Here are three simple language changes that can have a positive affect on buildng a development culture to drive innovative thinking, deliver better products, and just make life easier.
- “Listen to customers” instead of “Talk to customers” - I’m always happy when teams want to engage customers, but sometimes “talk to customers” takes a literal meaning with most of the time and energy going into actually ”talking” to customers with very little real “listening.” We are always “talking” to customers – in sales meetings, during presentations, on our websites, etc. What we often mean, particularly during product development, is that we want to “listen” to more customers. ”That’s just semantics!” you might be thinking. But active listening is difficult and takes practice. A simple language change can drive home the need to actually hear what customers are saying.
- “How might we?” instead of “We can’t” - Want to innovate? This change is a must. Solving the tough problems that create real value for customers requires risk-taking, creativity, and just plain horsepower.

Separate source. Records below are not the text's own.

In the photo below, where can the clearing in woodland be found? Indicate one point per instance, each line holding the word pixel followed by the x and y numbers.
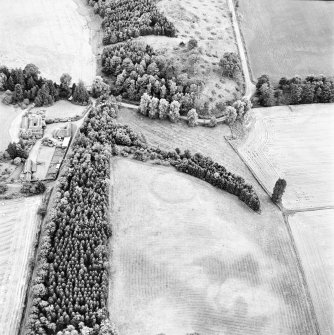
pixel 313 232
pixel 187 257
pixel 295 143
pixel 50 34
pixel 287 38
pixel 18 228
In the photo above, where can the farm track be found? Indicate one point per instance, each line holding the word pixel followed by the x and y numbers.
pixel 18 227
pixel 250 87
pixel 175 253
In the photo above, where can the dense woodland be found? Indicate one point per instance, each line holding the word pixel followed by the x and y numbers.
pixel 135 69
pixel 28 86
pixel 312 89
pixel 126 19
pixel 70 288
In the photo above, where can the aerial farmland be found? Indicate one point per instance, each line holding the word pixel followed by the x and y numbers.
pixel 166 167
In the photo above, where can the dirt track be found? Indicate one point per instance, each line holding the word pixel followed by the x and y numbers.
pixel 18 226
pixel 187 257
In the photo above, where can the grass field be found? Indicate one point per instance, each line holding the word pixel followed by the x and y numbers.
pixel 52 35
pixel 187 257
pixel 18 226
pixel 287 37
pixel 208 141
pixel 313 232
pixel 295 143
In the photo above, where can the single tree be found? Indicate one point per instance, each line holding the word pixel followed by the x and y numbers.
pixel 65 86
pixel 230 65
pixel 192 118
pixel 145 102
pixel 192 44
pixel 18 93
pixel 278 191
pixel 80 93
pixel 174 111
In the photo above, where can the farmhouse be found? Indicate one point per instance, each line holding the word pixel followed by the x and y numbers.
pixel 63 132
pixel 66 142
pixel 32 125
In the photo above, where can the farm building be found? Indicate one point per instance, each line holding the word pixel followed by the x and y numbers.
pixel 66 142
pixel 63 132
pixel 32 125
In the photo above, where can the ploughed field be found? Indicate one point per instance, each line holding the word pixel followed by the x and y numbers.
pixel 286 37
pixel 295 143
pixel 313 232
pixel 50 34
pixel 18 228
pixel 187 257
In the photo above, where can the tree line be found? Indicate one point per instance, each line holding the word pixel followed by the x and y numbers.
pixel 70 289
pixel 28 85
pixel 312 89
pixel 134 69
pixel 126 19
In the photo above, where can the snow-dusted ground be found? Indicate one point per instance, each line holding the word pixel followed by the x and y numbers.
pixel 50 34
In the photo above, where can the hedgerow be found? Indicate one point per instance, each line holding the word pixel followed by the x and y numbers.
pixel 70 288
pixel 312 89
pixel 126 19
pixel 135 68
pixel 28 85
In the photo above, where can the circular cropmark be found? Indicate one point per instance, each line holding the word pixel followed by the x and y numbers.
pixel 172 187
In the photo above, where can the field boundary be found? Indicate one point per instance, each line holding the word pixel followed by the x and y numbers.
pixel 285 215
pixel 45 201
pixel 245 46
pixel 302 274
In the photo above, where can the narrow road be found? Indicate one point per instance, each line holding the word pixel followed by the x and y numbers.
pixel 250 87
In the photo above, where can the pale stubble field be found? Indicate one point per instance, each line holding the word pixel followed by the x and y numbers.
pixel 187 257
pixel 313 232
pixel 295 143
pixel 50 34
pixel 18 228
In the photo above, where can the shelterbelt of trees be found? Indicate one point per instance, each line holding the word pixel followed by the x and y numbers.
pixel 28 85
pixel 125 19
pixel 134 69
pixel 70 288
pixel 312 89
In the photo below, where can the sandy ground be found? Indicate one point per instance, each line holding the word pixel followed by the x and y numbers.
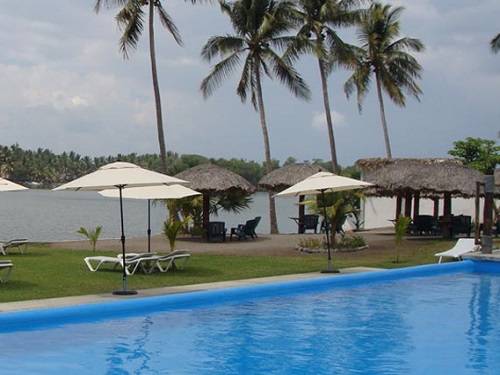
pixel 378 241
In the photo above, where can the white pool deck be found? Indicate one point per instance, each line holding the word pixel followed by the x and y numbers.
pixel 98 298
pixel 493 257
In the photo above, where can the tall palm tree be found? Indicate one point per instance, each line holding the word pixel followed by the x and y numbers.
pixel 495 44
pixel 386 57
pixel 259 26
pixel 130 19
pixel 317 35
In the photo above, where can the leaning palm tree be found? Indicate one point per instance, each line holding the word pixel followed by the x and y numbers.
pixel 259 26
pixel 495 44
pixel 317 35
pixel 131 19
pixel 386 57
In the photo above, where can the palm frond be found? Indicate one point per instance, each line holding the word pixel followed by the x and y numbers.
pixel 495 44
pixel 288 75
pixel 168 23
pixel 108 3
pixel 130 19
pixel 219 72
pixel 221 45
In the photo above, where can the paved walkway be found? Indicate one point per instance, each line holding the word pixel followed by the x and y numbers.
pixel 97 298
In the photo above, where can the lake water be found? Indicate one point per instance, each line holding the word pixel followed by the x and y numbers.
pixel 42 215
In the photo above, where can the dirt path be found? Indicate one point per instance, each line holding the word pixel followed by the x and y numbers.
pixel 264 245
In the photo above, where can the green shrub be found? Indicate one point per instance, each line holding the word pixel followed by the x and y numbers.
pixel 91 234
pixel 350 242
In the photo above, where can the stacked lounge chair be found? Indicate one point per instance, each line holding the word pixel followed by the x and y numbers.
pixel 146 262
pixel 5 270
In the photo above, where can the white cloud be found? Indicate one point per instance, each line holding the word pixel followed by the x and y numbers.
pixel 319 120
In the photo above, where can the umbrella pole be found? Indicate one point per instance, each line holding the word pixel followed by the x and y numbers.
pixel 329 268
pixel 124 291
pixel 149 225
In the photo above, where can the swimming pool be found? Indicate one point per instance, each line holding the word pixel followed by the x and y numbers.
pixel 422 320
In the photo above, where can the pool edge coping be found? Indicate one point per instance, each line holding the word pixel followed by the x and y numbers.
pixel 69 301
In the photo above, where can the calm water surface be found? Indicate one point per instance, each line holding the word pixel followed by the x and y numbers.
pixel 42 215
pixel 446 324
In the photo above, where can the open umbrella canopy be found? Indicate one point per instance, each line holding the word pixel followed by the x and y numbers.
pixel 6 185
pixel 119 174
pixel 323 182
pixel 152 192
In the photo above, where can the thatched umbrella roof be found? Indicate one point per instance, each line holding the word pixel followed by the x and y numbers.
pixel 210 178
pixel 289 175
pixel 429 176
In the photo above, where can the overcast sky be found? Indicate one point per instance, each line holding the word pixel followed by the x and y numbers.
pixel 64 86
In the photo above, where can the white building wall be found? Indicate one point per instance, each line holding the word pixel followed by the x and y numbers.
pixel 379 211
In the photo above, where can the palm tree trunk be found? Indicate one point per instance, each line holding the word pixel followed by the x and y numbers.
pixel 156 88
pixel 267 150
pixel 382 117
pixel 328 114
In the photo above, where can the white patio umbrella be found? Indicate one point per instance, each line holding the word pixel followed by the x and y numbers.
pixel 321 183
pixel 6 185
pixel 152 192
pixel 120 175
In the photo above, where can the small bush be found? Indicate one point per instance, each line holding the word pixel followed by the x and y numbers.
pixel 311 243
pixel 350 242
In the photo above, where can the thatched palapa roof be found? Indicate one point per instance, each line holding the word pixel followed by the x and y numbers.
pixel 210 178
pixel 289 175
pixel 429 176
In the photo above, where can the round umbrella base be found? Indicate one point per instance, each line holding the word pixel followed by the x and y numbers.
pixel 125 292
pixel 330 271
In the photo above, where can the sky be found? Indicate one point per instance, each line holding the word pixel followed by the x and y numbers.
pixel 65 86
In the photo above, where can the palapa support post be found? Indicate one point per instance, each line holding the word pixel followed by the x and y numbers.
pixel 399 204
pixel 302 210
pixel 446 222
pixel 125 291
pixel 329 268
pixel 436 208
pixel 408 197
pixel 149 225
pixel 416 205
pixel 487 239
pixel 206 214
pixel 477 202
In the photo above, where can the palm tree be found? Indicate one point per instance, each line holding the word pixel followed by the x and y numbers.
pixel 387 58
pixel 318 36
pixel 259 26
pixel 495 44
pixel 131 19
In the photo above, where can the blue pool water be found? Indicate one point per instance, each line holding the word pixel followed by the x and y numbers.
pixel 426 320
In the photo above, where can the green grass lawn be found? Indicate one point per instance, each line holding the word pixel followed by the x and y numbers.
pixel 44 272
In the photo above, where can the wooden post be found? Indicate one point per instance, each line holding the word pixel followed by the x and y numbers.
pixel 446 223
pixel 302 210
pixel 487 239
pixel 206 214
pixel 408 196
pixel 436 208
pixel 399 203
pixel 477 232
pixel 416 204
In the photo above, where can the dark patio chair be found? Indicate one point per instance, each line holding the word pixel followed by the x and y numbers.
pixel 423 224
pixel 461 224
pixel 310 222
pixel 216 231
pixel 243 231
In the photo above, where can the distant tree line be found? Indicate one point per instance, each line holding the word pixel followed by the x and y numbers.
pixel 47 168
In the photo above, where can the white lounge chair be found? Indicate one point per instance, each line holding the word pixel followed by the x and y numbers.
pixel 133 262
pixel 19 243
pixel 5 270
pixel 462 247
pixel 175 259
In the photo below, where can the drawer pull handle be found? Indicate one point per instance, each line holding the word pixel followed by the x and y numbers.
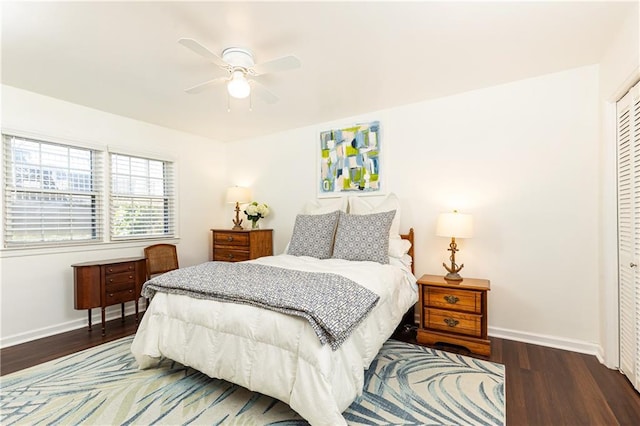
pixel 451 299
pixel 451 322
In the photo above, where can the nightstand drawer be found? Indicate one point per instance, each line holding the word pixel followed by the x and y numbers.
pixel 231 239
pixel 448 298
pixel 123 277
pixel 230 255
pixel 453 322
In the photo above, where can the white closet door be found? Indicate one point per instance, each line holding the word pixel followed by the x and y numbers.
pixel 628 117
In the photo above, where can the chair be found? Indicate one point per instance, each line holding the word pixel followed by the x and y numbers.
pixel 160 258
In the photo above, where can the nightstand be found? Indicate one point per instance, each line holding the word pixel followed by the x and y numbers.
pixel 235 246
pixel 454 312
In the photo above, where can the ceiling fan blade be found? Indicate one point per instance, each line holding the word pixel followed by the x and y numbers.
pixel 263 93
pixel 196 47
pixel 202 86
pixel 281 64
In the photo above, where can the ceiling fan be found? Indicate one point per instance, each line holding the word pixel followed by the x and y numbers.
pixel 240 65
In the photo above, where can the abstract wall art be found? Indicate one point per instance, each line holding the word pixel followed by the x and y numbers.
pixel 350 160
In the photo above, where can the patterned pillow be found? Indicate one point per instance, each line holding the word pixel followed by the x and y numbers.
pixel 313 235
pixel 363 237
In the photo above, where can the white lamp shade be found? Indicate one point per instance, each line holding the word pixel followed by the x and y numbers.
pixel 455 225
pixel 238 194
pixel 238 86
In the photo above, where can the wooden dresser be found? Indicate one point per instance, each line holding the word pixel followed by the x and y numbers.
pixel 454 312
pixel 108 282
pixel 235 246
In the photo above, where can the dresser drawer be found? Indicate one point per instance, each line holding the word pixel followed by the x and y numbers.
pixel 122 277
pixel 114 297
pixel 452 322
pixel 240 239
pixel 120 286
pixel 119 268
pixel 230 255
pixel 456 299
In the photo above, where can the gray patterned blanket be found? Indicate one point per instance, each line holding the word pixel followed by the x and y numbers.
pixel 333 305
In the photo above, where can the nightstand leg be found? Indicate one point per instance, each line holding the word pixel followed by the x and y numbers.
pixel 104 331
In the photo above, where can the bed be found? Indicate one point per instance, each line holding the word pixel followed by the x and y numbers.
pixel 280 354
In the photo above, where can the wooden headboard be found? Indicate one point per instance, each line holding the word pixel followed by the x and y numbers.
pixel 409 237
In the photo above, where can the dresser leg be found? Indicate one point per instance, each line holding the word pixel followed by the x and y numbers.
pixel 104 332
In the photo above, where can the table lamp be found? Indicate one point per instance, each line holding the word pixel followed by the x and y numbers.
pixel 454 225
pixel 238 194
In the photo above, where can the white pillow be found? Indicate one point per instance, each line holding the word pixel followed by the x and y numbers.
pixel 324 206
pixel 358 205
pixel 398 247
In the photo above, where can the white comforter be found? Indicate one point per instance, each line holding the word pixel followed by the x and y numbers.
pixel 277 354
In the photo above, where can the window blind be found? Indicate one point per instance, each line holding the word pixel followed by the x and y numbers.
pixel 52 193
pixel 142 201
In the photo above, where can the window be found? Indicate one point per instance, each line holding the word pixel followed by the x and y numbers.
pixel 142 198
pixel 52 193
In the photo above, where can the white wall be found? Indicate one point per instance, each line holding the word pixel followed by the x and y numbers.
pixel 37 285
pixel 521 157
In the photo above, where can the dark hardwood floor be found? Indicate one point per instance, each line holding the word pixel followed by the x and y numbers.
pixel 544 386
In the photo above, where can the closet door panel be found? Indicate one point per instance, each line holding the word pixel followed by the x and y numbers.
pixel 628 140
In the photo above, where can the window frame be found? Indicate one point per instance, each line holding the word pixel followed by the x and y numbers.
pixel 169 196
pixel 9 187
pixel 103 218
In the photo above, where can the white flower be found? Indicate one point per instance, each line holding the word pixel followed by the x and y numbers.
pixel 263 210
pixel 255 210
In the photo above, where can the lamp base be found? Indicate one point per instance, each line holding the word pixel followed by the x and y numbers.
pixel 453 276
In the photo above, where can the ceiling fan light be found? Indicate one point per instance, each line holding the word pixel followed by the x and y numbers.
pixel 238 87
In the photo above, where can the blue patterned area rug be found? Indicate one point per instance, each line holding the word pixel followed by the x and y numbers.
pixel 406 384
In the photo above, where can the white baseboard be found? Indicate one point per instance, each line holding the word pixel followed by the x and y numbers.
pixel 556 342
pixel 503 333
pixel 96 320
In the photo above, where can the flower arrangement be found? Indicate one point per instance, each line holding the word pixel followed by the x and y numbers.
pixel 256 211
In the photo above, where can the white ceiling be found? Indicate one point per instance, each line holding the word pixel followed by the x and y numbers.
pixel 356 57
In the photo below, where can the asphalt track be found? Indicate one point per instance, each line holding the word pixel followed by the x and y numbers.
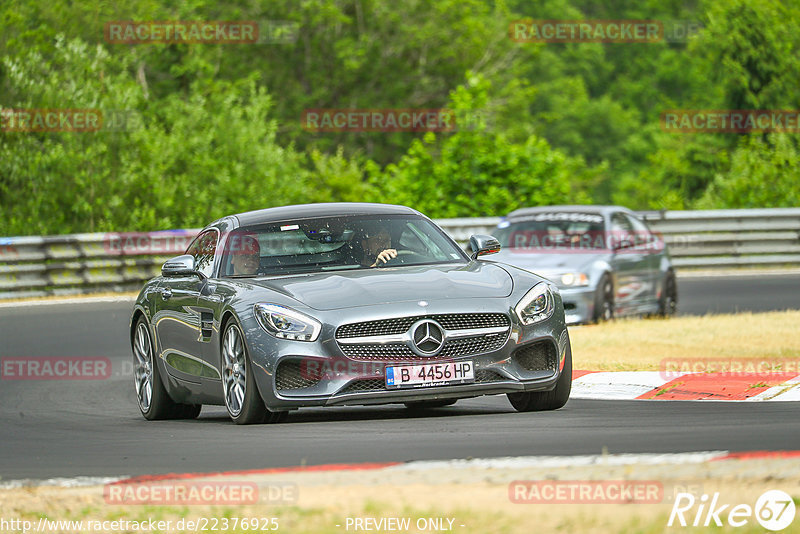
pixel 93 428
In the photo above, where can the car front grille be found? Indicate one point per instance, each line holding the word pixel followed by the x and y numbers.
pixel 538 356
pixel 400 352
pixel 482 376
pixel 289 376
pixel 450 321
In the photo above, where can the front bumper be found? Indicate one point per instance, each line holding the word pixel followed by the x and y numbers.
pixel 513 367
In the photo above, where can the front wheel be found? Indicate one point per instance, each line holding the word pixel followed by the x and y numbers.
pixel 151 395
pixel 668 304
pixel 242 398
pixel 604 300
pixel 535 401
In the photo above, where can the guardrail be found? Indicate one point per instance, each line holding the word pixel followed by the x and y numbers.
pixel 81 263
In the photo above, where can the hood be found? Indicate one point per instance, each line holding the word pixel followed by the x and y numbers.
pixel 366 287
pixel 550 263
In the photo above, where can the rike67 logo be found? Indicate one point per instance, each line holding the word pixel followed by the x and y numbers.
pixel 774 510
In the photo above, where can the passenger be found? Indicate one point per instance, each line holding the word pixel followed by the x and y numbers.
pixel 245 255
pixel 376 244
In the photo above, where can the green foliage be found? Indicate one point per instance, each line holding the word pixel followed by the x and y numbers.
pixel 220 129
pixel 476 172
pixel 762 173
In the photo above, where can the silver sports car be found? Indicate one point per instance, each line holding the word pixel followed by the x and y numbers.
pixel 604 259
pixel 343 304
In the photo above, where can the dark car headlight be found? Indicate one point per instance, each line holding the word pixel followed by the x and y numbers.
pixel 537 305
pixel 286 323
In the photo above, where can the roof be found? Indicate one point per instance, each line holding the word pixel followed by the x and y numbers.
pixel 330 209
pixel 600 210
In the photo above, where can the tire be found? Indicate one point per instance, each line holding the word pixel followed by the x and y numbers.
pixel 242 399
pixel 151 395
pixel 427 405
pixel 536 401
pixel 668 303
pixel 604 300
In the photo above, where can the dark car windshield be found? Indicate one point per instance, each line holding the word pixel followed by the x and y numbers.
pixel 553 230
pixel 333 244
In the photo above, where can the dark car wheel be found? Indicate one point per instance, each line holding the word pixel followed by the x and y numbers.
pixel 153 399
pixel 534 401
pixel 604 300
pixel 242 398
pixel 668 304
pixel 426 405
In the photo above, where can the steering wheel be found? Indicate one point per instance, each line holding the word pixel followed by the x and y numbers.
pixel 402 257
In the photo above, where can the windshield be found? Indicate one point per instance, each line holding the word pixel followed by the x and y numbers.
pixel 334 244
pixel 553 230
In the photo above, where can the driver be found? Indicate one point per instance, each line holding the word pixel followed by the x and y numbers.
pixel 246 256
pixel 376 243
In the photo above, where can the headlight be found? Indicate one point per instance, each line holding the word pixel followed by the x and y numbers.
pixel 537 305
pixel 575 279
pixel 285 323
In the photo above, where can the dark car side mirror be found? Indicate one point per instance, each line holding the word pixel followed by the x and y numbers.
pixel 180 266
pixel 481 245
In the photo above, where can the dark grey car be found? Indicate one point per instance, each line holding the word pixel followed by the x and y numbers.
pixel 604 259
pixel 278 309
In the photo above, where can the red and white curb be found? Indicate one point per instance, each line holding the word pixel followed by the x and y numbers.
pixel 658 385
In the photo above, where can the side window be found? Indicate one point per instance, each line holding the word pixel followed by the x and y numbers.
pixel 203 250
pixel 621 230
pixel 641 232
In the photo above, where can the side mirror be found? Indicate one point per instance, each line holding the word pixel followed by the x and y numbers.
pixel 180 266
pixel 481 245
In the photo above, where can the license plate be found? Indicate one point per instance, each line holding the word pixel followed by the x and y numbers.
pixel 432 374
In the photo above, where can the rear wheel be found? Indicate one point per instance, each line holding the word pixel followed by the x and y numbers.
pixel 668 304
pixel 151 395
pixel 604 300
pixel 534 401
pixel 242 398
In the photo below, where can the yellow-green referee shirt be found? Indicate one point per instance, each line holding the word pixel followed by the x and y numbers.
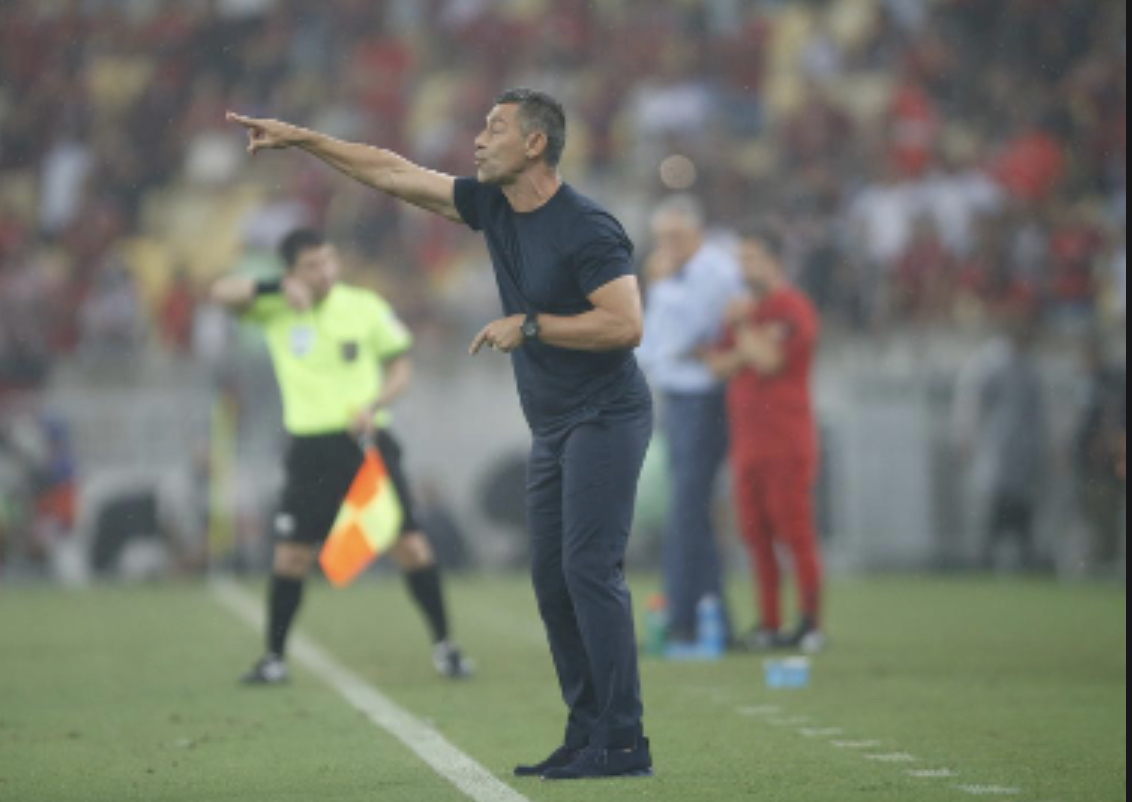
pixel 329 360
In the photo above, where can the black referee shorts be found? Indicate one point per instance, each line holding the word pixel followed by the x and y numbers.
pixel 319 472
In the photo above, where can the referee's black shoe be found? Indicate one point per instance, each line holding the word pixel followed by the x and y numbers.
pixel 271 670
pixel 562 758
pixel 607 764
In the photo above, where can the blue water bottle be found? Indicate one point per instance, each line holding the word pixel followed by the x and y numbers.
pixel 711 632
pixel 655 626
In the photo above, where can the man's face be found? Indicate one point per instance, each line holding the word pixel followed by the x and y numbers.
pixel 318 269
pixel 677 236
pixel 502 150
pixel 760 267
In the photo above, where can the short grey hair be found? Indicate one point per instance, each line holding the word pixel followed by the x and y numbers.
pixel 539 112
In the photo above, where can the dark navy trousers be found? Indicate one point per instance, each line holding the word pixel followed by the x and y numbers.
pixel 582 494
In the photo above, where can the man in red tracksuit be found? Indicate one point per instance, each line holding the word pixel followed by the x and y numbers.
pixel 768 357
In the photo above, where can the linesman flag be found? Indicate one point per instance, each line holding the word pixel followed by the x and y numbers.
pixel 367 526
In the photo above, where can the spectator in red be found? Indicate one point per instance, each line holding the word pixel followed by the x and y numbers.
pixel 914 128
pixel 178 312
pixel 1032 165
pixel 768 357
pixel 1075 246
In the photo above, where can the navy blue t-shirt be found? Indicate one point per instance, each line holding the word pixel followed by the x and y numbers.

Given our tight schedules, resource constraints, etc. etc., it’s easy to have a first reaction of “We can’t do that!” to any difficult challenge. However, if it’s important to the success of the product, innovative leaders know that changing “We can’t… ” to “How might we..” is a critical start to finding solutions. As chronicled in Walter Isaacson’s biography on Steve Jobs, Steve had to motivate Corning to restart manufacturing a special “Gorilla Glass” to meet iPhone needs. Their CEO Wendell Weeks, said to the affect, “We can’t do that.” That didn’t stop Steve from motivating him to think “How might we…” that lead to having Gorilla Glass on every iPhone.
- Anything other than “Market Requirement” – The term “requirement” should possibly be banned from product development altogether. It is such a fuzzy term that whole movements have been spawned in an attempt to change the language to “user stories”, “use cases”, “jobs”, etc. If your company still uses the phrase “market requirement”, I recommend at a minimum putting a different adjective in front of “requirement” to clarify the meaning. If you hear “We need to write market requirements”, try responding, “Great! Did you mean customer requirements? Business requirements? Product requirements? Or what exactly did you mean by “market requirements”. And then go further to define these terms.
Try making these three changes and see how your culture improves.
What language would you like to change in product development?